I am trying to plot the results of a hierarchical clustering in R
as a dendrogram, with rectangles identifying clusters.
The following code does the trick for a vertical dendrogram, but for a horizontal dendrogram, (horiz=TRUE
), the rectangles are not drawn. Is there any way to do the same for horizontal dendrograms too.
library("cluster")
dst <- daisy(iris, metric = c("gower"), stand = FALSE)
hca <- hclust(dst, method = "average")
plot(as.dendrogram(hca), horiz = FALSE)
rect.hclust(hca, k = 3, border = "red")
Moreover I would like to plot a line to cut the tree at a desired distance value. How to plot that in R. The cutree
function returns the clusters, but is it possible to plot it as well.
cutree(hca, k = 3)
The desired output that I am looking for is like this.
How to get this done in R?
Both jlhoward and Backlin answers are good.

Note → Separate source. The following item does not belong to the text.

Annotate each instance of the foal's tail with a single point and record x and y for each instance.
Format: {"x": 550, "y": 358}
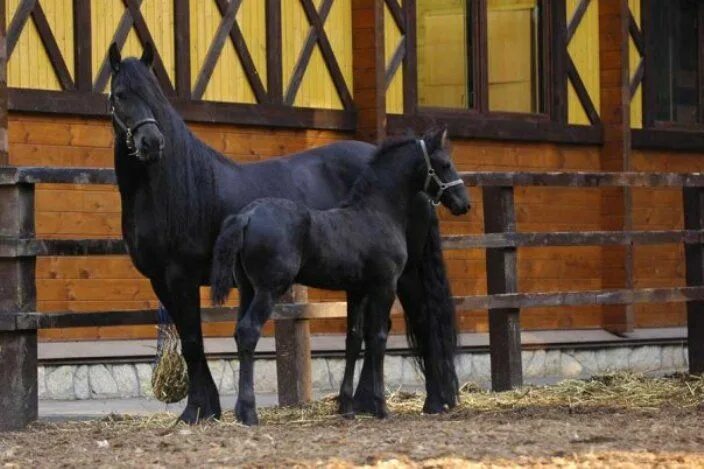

What you could also try is using the dendextend
package, designed exactly for this sort of thing. It has a rect.dendrogram
function which works like rect.hclust
, but with a horiz parameter (plus some more control over the location of the edge of the rect). For finding the relevant height you can use the heights_per_k.dendrogram
function (which is much faster when also using the dendextendRcpp
package)
Here is a simple example for how you would get the same result as in the above examples (with an added bonus of colored branches, just for fun):
install.packages("dendextend")
install.packages("dendextendRcpp")
library("dendextend")
library("dendextendRcpp")
# using piping to get the dend
dend <- iris[,-5] %>% dist %>% hclust %>% as.dendrogram
# plot + color the dend's branches before, based on 3 clusters:
dend %>% color_branches(k=3) %>% plot(horiz=TRUE, main = "The dendextend package \n Gives extended functionality to R's dendrogram object")
# add horiz rect
dend %>% rect.dendrogram(k=3,horiz=TRUE)
# add horiz (well, vertical) line:
abline(v = heights_per_k.dendrogram(dend)["3"] + .6, lwd = 2, lty = 2, col = "blue")